# Best source for Havaheart?



## Jet Green (Nov 28, 2005)

I'm trying to work up the nerve for my first TNR. 8O There are a pair of ferals, sex unknown, living in an abandoned alley space behind my backyard, and my husband and I have been feeding them for a few weeks. 

We've been trying to woo them closer, but they are still extremely skittish. They look full-grown already, so I doubt that there is much hope for them as housecats, and in any case our current houseful of cats would revolt if we brought them in. So we'd like to get them fixed and continue caring for them outdoors, setting up a little shelter for them.

What's the most cost-effective way to buy a Havaheart or other humane trap? They sell for about $75 plus shipping through Dr. Foster's & Smith. Does that sound about average? I would buy one locally if I knew where to go. Thanks!


----------



## morea (Feb 8, 2005)

I bought mine at our local Agway. I think it cost $80.


----------



## morea (Feb 8, 2005)

depending on your state laws, you may be able to borrow one from your local shelter. 

When I went to the shelter where I used to live they told me that people were not allowed to trap animals without a license... so you might want to look into that, too.


----------



## Heidi n Q (Nov 22, 2006)

Our local animal control will loan out HavAHart traps for a week at a time, but I purchased one for about $50(?) at a Home Improvement store (Home Depot, Lowes, et cetera...)


----------



## Sweetvegan74 (Jun 18, 2005)

Ebay is a good place to try for a trap. Sometimes people throw them away too.

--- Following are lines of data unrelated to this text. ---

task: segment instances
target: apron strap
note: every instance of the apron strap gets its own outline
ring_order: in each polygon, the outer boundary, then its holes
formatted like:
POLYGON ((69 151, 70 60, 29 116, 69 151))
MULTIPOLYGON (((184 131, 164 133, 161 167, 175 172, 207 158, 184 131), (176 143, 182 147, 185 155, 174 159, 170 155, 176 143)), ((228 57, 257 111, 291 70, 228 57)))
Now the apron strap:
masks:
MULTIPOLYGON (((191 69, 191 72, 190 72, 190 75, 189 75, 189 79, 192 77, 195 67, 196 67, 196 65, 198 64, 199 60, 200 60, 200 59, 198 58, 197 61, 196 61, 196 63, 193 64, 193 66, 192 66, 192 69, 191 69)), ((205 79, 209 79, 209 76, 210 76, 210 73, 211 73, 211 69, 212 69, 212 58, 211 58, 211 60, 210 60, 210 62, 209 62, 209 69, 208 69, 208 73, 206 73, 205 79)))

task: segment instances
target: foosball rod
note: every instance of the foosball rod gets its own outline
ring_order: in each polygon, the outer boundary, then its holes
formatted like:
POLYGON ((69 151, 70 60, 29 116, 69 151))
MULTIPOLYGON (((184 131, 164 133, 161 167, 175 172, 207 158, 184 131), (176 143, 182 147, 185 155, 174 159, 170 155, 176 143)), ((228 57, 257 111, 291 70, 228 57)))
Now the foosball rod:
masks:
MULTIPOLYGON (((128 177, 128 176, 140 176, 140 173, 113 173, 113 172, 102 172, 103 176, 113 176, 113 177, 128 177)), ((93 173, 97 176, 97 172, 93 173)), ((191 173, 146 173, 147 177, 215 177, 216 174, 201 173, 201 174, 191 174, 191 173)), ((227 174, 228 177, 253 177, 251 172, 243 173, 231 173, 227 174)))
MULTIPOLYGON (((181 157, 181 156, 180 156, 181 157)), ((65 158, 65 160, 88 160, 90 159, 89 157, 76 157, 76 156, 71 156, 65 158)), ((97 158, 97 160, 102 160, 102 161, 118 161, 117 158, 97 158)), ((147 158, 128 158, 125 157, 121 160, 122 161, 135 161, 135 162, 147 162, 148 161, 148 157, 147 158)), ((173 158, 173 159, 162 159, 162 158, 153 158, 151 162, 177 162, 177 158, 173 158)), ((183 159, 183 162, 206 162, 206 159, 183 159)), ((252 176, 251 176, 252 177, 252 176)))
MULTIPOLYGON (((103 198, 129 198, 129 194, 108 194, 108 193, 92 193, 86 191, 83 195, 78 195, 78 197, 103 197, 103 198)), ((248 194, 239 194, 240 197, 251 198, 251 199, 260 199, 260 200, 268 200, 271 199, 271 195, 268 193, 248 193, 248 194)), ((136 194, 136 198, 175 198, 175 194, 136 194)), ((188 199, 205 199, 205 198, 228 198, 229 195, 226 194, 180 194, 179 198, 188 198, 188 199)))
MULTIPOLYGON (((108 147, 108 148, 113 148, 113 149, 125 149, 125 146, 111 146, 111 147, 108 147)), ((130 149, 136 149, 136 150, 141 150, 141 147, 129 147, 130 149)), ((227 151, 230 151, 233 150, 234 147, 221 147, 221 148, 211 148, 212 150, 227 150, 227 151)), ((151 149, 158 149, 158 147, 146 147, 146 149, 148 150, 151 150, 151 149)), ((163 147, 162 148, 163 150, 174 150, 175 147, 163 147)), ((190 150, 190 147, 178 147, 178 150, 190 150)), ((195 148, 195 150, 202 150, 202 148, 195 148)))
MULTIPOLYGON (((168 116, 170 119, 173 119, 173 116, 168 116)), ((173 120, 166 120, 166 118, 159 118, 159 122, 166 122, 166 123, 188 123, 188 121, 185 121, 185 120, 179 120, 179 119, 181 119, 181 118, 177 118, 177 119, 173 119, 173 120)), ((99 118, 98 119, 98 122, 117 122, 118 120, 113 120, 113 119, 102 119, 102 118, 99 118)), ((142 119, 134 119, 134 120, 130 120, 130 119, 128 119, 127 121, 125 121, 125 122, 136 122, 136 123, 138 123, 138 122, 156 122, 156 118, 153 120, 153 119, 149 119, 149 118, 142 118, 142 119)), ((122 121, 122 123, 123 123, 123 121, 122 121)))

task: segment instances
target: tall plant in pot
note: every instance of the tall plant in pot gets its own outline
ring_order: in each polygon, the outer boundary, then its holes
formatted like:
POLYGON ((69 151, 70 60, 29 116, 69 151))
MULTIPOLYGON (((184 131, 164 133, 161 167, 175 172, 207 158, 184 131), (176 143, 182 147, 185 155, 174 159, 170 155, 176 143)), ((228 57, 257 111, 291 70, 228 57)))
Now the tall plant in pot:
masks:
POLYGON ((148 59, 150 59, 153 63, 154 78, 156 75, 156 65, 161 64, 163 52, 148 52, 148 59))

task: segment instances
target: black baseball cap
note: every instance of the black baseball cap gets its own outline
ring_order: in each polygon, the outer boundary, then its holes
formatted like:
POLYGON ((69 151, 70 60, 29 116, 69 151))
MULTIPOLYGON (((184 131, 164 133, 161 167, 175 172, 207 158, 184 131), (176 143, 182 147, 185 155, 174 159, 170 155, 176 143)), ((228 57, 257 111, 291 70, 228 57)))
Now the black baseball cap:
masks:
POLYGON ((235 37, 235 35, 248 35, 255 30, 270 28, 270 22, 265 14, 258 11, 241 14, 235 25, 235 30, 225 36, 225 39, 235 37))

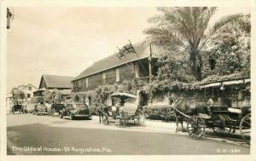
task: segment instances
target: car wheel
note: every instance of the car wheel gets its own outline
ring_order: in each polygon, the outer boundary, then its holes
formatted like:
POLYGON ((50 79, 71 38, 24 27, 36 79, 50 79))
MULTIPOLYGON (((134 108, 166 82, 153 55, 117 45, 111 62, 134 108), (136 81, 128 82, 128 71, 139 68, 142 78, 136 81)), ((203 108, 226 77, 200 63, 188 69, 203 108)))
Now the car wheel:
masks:
POLYGON ((74 118, 74 116, 73 116, 73 114, 71 113, 71 114, 70 114, 70 119, 71 119, 71 120, 73 120, 73 118, 74 118))

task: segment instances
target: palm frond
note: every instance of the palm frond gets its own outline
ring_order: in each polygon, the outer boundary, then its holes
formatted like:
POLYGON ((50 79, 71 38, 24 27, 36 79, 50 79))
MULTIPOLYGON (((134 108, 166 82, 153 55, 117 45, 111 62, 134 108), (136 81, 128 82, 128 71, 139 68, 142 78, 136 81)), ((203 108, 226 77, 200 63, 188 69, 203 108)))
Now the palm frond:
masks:
POLYGON ((218 22, 216 22, 213 26, 209 30, 208 36, 212 36, 216 32, 219 28, 223 27, 224 26, 236 21, 239 20, 240 18, 243 16, 242 14, 232 14, 232 15, 226 15, 220 19, 218 22))

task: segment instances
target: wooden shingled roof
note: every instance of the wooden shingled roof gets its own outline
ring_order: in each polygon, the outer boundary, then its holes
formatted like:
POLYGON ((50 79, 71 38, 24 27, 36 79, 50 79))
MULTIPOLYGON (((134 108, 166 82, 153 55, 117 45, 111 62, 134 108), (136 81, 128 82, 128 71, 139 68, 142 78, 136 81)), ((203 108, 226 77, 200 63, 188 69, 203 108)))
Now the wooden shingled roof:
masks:
MULTIPOLYGON (((137 54, 130 53, 125 55, 125 57, 119 59, 117 54, 113 54, 107 58, 100 60, 95 62, 92 66, 84 70, 79 76, 77 76, 74 80, 80 79, 82 78, 96 74, 121 65, 124 65, 127 62, 132 62, 135 60, 142 60, 148 58, 150 54, 150 47, 148 44, 141 42, 135 44, 132 44, 137 54)), ((157 57, 160 49, 155 46, 152 46, 152 57, 157 57)))
POLYGON ((42 88, 43 79, 47 88, 55 89, 71 89, 71 81, 73 77, 69 76, 55 76, 55 75, 42 75, 39 89, 42 88))

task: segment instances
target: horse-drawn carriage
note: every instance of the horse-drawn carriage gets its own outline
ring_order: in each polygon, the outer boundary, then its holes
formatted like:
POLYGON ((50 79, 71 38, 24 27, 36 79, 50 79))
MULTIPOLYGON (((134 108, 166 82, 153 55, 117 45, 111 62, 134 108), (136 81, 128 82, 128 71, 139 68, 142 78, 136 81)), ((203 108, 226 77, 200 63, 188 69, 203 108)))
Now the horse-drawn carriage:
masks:
POLYGON ((192 138, 201 138, 206 128, 212 129, 217 135, 222 136, 235 133, 239 129, 241 137, 249 143, 251 113, 247 106, 234 110, 225 106, 202 106, 186 113, 174 109, 187 118, 187 130, 192 138))
POLYGON ((23 107, 20 103, 15 103, 14 106, 12 106, 12 113, 15 114, 15 112, 19 112, 20 114, 23 112, 23 107))
POLYGON ((144 113, 139 105, 139 98, 126 93, 111 95, 113 106, 103 106, 98 109, 102 123, 108 124, 110 120, 115 120, 119 125, 125 124, 132 120, 136 125, 144 124, 144 113))
MULTIPOLYGON (((249 93, 248 89, 244 86, 241 88, 243 91, 249 93)), ((236 89, 237 89, 236 87, 236 89)), ((208 101, 205 99, 201 103, 198 103, 198 101, 189 101, 188 98, 178 98, 172 103, 172 108, 177 115, 187 120, 188 133, 194 139, 201 138, 205 135, 206 128, 212 129, 217 135, 222 136, 234 134, 236 129, 239 129, 241 137, 250 144, 251 106, 249 101, 247 101, 246 97, 244 100, 241 99, 242 101, 240 99, 240 102, 247 102, 242 105, 242 103, 239 104, 239 99, 236 99, 234 101, 236 102, 236 106, 233 106, 228 103, 219 103, 224 98, 224 96, 219 96, 217 101, 218 103, 214 104, 212 99, 208 101), (181 105, 180 102, 186 105, 181 105), (181 110, 179 105, 180 106, 187 106, 189 110, 181 110)))

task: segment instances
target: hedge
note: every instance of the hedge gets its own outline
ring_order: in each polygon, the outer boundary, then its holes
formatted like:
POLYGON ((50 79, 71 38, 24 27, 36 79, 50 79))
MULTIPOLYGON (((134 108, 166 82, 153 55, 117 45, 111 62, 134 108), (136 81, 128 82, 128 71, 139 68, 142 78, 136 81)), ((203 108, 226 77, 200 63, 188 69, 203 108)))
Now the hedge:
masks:
POLYGON ((175 121, 175 112, 167 106, 144 106, 144 114, 148 119, 175 121))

I got two traps that way and sold one for 50 dollars to help pay for neutering a feral


----------



## Jet Green (Nov 28, 2005)

Thanks for the suggestions! Home Depot or Lowe's will be my first stop. Ebay, Freecycle, or Craig's List will probably be next. Failing all that, I do know person that we can borrow one from, it's just really old and not very clean. :? 

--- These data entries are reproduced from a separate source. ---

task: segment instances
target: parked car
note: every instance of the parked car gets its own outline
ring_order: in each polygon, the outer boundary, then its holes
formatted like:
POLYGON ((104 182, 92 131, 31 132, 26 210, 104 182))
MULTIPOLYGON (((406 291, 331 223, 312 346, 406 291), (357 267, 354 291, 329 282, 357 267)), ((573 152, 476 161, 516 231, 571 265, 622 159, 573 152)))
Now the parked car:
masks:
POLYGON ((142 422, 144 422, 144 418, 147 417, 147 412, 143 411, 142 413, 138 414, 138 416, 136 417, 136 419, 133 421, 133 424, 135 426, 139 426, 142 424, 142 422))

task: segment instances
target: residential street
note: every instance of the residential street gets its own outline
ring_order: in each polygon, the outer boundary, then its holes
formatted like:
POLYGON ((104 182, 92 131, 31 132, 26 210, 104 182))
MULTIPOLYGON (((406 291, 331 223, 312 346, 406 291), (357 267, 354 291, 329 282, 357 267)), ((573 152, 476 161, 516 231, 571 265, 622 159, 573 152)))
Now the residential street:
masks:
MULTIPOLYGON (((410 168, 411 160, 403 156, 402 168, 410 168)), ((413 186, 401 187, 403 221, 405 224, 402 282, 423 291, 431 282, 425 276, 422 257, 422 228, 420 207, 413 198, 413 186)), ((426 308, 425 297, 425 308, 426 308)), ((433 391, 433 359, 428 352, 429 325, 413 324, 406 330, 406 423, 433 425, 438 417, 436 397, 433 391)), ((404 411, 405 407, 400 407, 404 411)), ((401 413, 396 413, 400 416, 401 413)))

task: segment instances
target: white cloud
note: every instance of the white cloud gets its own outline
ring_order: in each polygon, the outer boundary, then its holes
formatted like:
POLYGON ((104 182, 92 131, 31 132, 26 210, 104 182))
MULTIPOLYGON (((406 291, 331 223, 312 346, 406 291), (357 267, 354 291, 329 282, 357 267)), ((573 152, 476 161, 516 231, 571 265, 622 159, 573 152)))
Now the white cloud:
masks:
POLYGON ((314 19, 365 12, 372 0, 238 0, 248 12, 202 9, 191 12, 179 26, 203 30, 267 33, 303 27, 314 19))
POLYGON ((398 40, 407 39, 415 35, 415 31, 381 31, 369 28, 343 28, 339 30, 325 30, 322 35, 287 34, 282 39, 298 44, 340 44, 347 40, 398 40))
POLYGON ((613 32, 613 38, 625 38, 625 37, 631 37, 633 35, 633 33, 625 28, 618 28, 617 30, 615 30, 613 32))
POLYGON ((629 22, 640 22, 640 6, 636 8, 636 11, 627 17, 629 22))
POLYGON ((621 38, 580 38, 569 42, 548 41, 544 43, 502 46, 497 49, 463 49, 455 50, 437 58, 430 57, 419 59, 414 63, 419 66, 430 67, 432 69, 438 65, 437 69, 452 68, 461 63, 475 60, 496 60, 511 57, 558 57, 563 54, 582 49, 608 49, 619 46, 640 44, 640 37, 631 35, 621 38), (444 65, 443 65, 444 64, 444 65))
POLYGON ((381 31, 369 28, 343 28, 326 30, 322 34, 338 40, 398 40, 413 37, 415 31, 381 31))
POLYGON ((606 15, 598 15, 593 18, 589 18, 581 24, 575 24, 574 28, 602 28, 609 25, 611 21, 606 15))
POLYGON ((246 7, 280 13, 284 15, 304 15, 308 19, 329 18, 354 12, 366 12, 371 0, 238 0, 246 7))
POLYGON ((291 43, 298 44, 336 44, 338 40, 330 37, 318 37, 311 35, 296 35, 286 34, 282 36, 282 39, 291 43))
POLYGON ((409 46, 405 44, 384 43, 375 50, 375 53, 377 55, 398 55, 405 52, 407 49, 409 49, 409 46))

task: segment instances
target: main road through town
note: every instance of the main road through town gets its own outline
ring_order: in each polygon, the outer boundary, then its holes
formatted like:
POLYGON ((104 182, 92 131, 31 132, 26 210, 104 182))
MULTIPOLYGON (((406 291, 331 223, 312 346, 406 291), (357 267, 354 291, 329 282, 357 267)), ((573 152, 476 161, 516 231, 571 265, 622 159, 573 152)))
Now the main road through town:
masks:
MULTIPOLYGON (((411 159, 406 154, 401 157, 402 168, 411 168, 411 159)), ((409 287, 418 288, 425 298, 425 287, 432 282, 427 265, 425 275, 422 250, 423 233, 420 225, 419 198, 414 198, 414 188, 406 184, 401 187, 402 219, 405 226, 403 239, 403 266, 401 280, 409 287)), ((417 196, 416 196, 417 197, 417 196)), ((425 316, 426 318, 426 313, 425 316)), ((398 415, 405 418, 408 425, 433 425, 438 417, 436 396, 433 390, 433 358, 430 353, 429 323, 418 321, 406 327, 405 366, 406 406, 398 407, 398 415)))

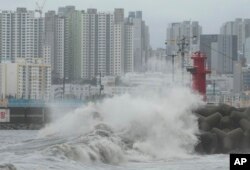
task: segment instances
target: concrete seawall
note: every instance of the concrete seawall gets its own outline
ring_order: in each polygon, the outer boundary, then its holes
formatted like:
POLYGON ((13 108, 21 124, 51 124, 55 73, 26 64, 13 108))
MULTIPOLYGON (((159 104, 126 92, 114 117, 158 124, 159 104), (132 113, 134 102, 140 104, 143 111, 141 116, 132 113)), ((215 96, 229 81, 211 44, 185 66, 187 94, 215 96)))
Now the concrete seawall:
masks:
POLYGON ((194 111, 200 134, 196 151, 216 154, 250 150, 250 108, 205 106, 194 111))

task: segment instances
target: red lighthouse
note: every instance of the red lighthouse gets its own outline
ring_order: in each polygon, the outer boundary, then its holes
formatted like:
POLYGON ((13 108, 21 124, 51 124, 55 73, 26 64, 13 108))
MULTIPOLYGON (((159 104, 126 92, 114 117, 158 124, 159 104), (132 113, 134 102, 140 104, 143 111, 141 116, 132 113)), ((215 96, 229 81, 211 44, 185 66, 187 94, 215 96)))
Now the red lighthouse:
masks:
POLYGON ((205 61, 207 57, 205 56, 205 54, 198 51, 195 52, 191 58, 193 59, 193 67, 188 68, 187 71, 192 74, 193 89, 203 95, 205 99, 206 74, 211 73, 210 70, 206 69, 205 61))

I don't think our rescue groups will lend traps for TNR, because it isn't legally allowed in our county. All outdoor cats are supposed to be on leashes, period. No one actually obeys this law, but officially it's frowned upon, so if you want to TNR a cat you have to smile innocently and say it's your personal housecat.


----------



## Jet Green (Nov 28, 2005)

Update: We bought one at Lowe's for $45. We had a $10 coupon for the store too, so it went to good use.

Unfortunately, it's sold in the pest control area and the box proudly states that it's for "raccoons, cats, and other nuisance animals." :? I was embarrassed buying it because I didn't want people to think we were out to kill local wildlife.

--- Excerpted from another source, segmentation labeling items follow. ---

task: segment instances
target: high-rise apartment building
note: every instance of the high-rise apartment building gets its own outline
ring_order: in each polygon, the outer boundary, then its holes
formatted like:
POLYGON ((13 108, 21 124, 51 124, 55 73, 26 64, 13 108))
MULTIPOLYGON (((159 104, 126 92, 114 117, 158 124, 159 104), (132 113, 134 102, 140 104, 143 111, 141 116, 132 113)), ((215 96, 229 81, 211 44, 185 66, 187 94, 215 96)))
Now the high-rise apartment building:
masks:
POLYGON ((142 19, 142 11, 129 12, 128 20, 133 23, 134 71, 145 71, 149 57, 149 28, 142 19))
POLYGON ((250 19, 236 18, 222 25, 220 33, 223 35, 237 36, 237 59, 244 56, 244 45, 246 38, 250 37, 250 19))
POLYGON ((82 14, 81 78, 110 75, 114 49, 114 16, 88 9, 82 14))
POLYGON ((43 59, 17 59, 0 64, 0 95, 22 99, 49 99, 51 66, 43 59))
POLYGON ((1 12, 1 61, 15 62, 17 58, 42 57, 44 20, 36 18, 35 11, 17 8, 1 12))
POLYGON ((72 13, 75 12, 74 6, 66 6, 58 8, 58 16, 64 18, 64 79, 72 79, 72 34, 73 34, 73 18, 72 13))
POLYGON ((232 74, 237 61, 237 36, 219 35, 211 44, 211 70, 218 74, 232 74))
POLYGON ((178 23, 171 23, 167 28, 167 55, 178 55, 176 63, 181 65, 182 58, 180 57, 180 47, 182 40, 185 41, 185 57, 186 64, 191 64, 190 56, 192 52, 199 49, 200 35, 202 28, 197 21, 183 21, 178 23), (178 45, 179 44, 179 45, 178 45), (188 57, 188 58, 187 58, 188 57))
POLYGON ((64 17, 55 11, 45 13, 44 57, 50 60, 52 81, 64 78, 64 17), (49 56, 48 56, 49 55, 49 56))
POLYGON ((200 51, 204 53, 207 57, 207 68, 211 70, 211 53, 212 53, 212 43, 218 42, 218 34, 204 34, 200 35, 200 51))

But it so happened that a fellow shopper, an older lady, saw us putting it into our cart and asked us conversationally what we were going to be trapping. So we got to explain it to somebody. It turned out that she was a cat lover and had had cats all her life, and approved of our plan. I asked her if she would like a feral cat, but she politely declined.


----------



## Jeanie (Jun 18, 2003)

I'm glad you got a good price! You deserve to, considering your good heart. :heart Keep us informed!


----------



## morea (Feb 8, 2005)

definitely a good price. Hope it goes well... the first thing I caught in my Havaheart was a skunk! :lol:

(he was very well behaved and never sprayed!)


----------



## Mitts & Tess (Sep 4, 2004)

You found a gonga price on that trap!

Keep us posted on how your attempt goes. Put stinky mackerel canned fish in the trap with newspaper lining the bottom. Cover it with a blanket so it feels safe going in and while it is trapped in there. 

We cant take every cat in so atleast these will be nuetered/spayed with shots to protect them. Plus you feed them. Bless you for making the effort!


----------